Speaking other languages, a quick reference

German in Germany
Fluency: long-broken college-level

There’s a comprehension line, where if they understood what I was saying, they’d just keep on going. If they didn’t, and they were young, they’d swap over to English. If they weren’t, and they didn’t, things got hairy. No one ever cared that I was speaking German either way.

Flemish in Belgium/Netherlands
Fluency: some traveler phrases, aided by knowledge of German

They were either delighted I tried or nice about figuring out what I meant. I frankly gave up, though, having already spent two weeks trying to speak German, after discovering that everyone spoke English.

French in France
Fluency: long, long-forgotten high school French, study

I was surprised at how nice Parisians were about French, to the point where they’d stop and talk to me about how to pronounce things. I felt like they were interested in having me speak French well.


3 thoughts on “Speaking other languages, a quick reference

  1. nuss

    What you said about Paris is almost word-for-word what I have told others about visiting Paris, especially Americans – that it is waaaaay better than you expect.
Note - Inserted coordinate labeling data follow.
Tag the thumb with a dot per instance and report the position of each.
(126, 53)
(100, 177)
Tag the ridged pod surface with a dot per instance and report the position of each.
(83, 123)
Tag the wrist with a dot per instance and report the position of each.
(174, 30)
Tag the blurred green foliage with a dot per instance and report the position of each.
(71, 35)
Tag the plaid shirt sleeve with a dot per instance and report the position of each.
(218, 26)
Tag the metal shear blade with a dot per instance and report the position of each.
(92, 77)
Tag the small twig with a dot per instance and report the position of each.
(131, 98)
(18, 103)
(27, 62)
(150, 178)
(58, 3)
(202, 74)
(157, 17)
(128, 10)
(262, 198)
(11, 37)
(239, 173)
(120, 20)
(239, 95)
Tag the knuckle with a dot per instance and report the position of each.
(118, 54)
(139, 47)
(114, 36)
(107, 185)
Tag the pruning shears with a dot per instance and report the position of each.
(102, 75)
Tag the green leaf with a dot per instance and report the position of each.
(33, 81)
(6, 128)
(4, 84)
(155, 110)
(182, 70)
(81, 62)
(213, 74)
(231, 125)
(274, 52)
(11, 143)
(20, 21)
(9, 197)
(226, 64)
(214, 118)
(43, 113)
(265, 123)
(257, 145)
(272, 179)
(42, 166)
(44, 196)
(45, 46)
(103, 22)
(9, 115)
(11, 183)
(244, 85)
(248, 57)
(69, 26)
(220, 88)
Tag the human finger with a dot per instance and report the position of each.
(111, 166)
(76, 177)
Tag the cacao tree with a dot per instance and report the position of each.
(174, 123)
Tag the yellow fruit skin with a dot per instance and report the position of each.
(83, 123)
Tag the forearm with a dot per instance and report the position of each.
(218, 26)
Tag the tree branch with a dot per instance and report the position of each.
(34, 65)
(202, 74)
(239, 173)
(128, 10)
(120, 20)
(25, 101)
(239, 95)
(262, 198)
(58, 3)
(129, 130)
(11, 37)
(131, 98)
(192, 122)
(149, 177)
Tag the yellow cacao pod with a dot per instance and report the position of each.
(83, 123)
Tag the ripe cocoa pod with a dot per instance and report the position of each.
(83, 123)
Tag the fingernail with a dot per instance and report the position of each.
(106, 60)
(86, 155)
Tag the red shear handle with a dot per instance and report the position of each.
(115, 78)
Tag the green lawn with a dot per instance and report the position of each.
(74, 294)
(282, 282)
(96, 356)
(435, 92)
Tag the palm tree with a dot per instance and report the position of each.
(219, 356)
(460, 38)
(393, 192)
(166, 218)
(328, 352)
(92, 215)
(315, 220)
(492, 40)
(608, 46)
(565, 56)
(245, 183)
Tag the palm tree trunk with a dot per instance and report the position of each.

My wife speaks better-than-average French from having lived there for a year, but she found Parisians went out of there way to help her pronounce words, and I did as well. I think whatever animosity the French may feel towards tourists stems from those travelers who make no attempt whatsoever to speak French while visiting France.

    Which, if you think about it, is just about we would feel about someone from Thailand who refused to speak anything but Thai while visiting Seattle.

  2. Evan

    Unlike English, French doesn’t really allow for a lot of variety in accent. Either you’re saying it right or you’re not. When helpng people with English it’s more about helping them find the appropriate word, but in French it’s all about pronunciation.

  3. nuss

    I would disagree, Evan. My wife learned French in Southern France, where, from what I understand, all the vowels are pronounced. (e.g., Louvre is ‘Louv-ruh’). In Paris and Northern France, the extraneous vowels are dropped (e.g., Louvre become ‘Louve’). While on vacation another time in another country, she spent two days hanging out with Parisians who were originally from Southern France, and they loved hearing her speak in her Southern French accent, since it reminded them of the way people spoke where they grew up.